Po wycieczce uczniowie udali się do sklepu z wszelkimi możliwymi „łosiowymi”
pamiątkami.
Wieczorem spotkaliśmy się z
nauczycielami i uczniami z siedmiu krajów, uczniami ze szwedzkiej szkoły oraz
ich rodzicami na wspólnej wielkanocnej
kolacji. Wieczór uświetniły występy absolwentów ze szkoły w Veinge. Wszyscy
świetnie się bawili.
Przedostatniego dnia pobytu
udaliśmy się na wycieczkę
do Gothenburga, drugiego co do wielkości miasta Szwecji, położonego
nad cieśniną Kattegat.
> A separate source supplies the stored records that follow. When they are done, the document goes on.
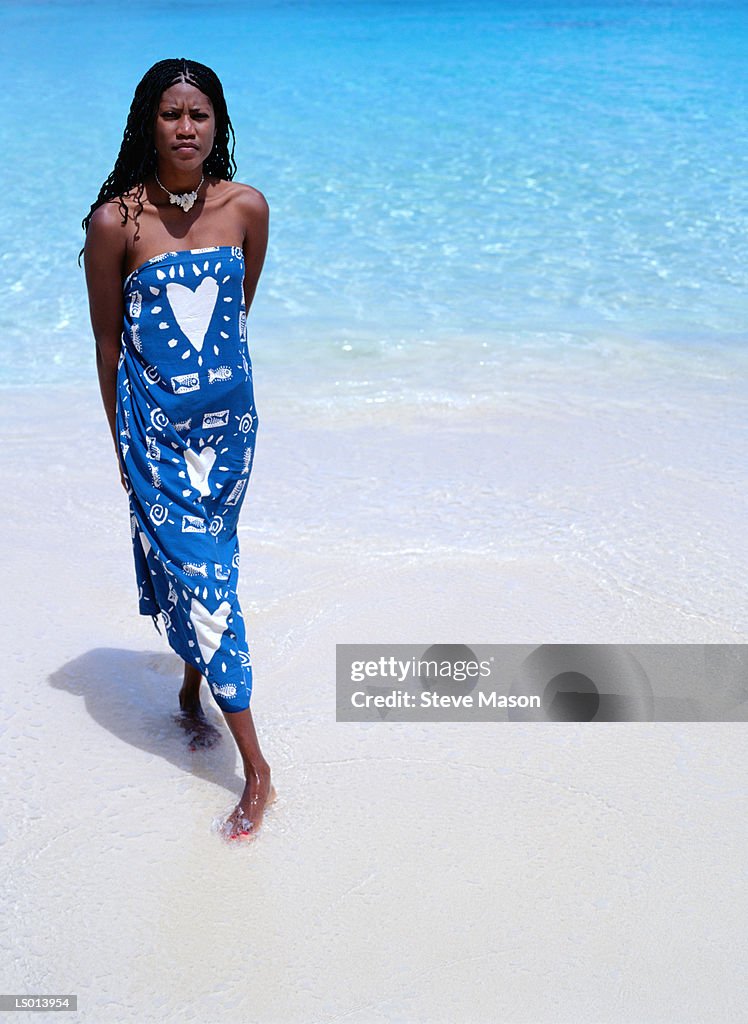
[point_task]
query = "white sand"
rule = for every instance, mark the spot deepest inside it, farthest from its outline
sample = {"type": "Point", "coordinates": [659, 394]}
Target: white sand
{"type": "Point", "coordinates": [432, 872]}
W kilkuosobowych grupach zwiedzaliśmy miasto, spacerując
po charakterystycznych szerokich alejach, podziwiając parki i imponujące budowle
z końca XIX wieku.
Popołudnie spędziliśmy
w centrum naukowym Universeum. Zwiedzanie siedmiu poziomów z
bogactwem różnorodnych zwierząt: ptaków, motyli, jaszczurek, płaszczek oraz małp
z lasów tropikalnych, podziwianie akwarium z ośmiornicami, rybami -
piłami i ośmioma gatunkami rekinów w
samym środku Gothenburga było ciekawą i niesamowitą lekcją przyrody.
Wieczór upłynął na zabawie
uczniów i nauczycieli w kręgielni i na wspólnym posiłku.
11 kwietnia wcześnie rano
pożegnaliśmy się z naszymi gospodarzami. Uczennice ze Szwecji wraz z ich
opiekunem i rodzicami odprowadzili nas na stację, chętnie również pomogli w
zakupie biletu, udzielili pomocnych wskazówek, jak dotrzeć na lotnisko.